Shops selling cheap as well as expensive souvenirs together with others stocking extensive ranges of hunting, fishing and camping gear as well as one or two selling very expensive, up-market, tooled leather bags, belts and an amazing range of highly decorated handgun holsters. A very cold and damp few hours in Silverton ended when we took a bus back down to Durango for a journey of about an hour and a quarter on the same road that I had driven the day before. So much better to be driven than to drive it myself.One the way into Durango the bus driver pointed out the remains of a huge wildfire that had caused devastation in 2002. A fire, probably started by a careless camper, ripped through the dry forest and brush on a ridge some miles outside Durango. Apparently wildfires move up ridges as they draw air from lower down valleys until fire fighters can start to to hold the horizontal progress of the fire. This time however, the inaccessibility of the fire meant that fire fighting was very difficult . The only way it could be fought was by aerial water drops and sky diving firemen who were parachuted onto the high ridges. A number of 'slurry bombers', WWII vintage aircraft such as P-24 Liberator bombers, were also used to try to hold the fires. At the same time, on the opposite side of the valley, another fire broke out. This one was started by a 'city type' who had bought a property up in the mountains and who had an electrified fence around his land which shorted out in the tinder dry environment and set fire to the scrubland. Whether the fence was to keep down weeds or to discourage 'critters' from coming onto his land the owner shouldn't have been using it in the summer when there was a fire risk. Because all the air in the valley was being sucked out by the main wildfire on the far side of the valley, this smaller fire moved down not up its side of the valley burning out some 10 or more homes and hundreds of acres of forest and scrub. Only the intervention of some diverted slurry bomber missions saved the area from even greater destruction. The foolish 'city type' is now spending years in court explaining to a judge why he hadn't switched off his electrified fence and how many millions of dollars compensation should be paid to the people who lost homes and livelihoods because of his selfish stupidity.

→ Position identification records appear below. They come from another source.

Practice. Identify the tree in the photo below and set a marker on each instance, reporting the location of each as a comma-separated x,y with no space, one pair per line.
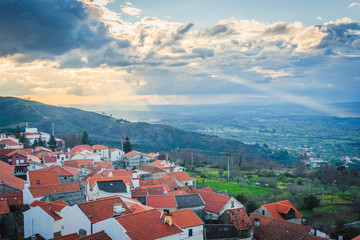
17,133
85,138
310,202
127,147
52,143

The fires in 2002 were so bad that evacuation plans for most of northern Durango were in place and ready to be implemented when the wildfires came to a massive rocky outcrop. Instead of moving south the fires moved further and further up the ridges, eventually burnt out and Durango was saved. Now, five years later, the ridge line is silhouetted with the remains of burnt out Ponderosa pines but apparently Nature being what it is, aspen trees are starting to grow again up on the high ridges and wild life is slowly coming back.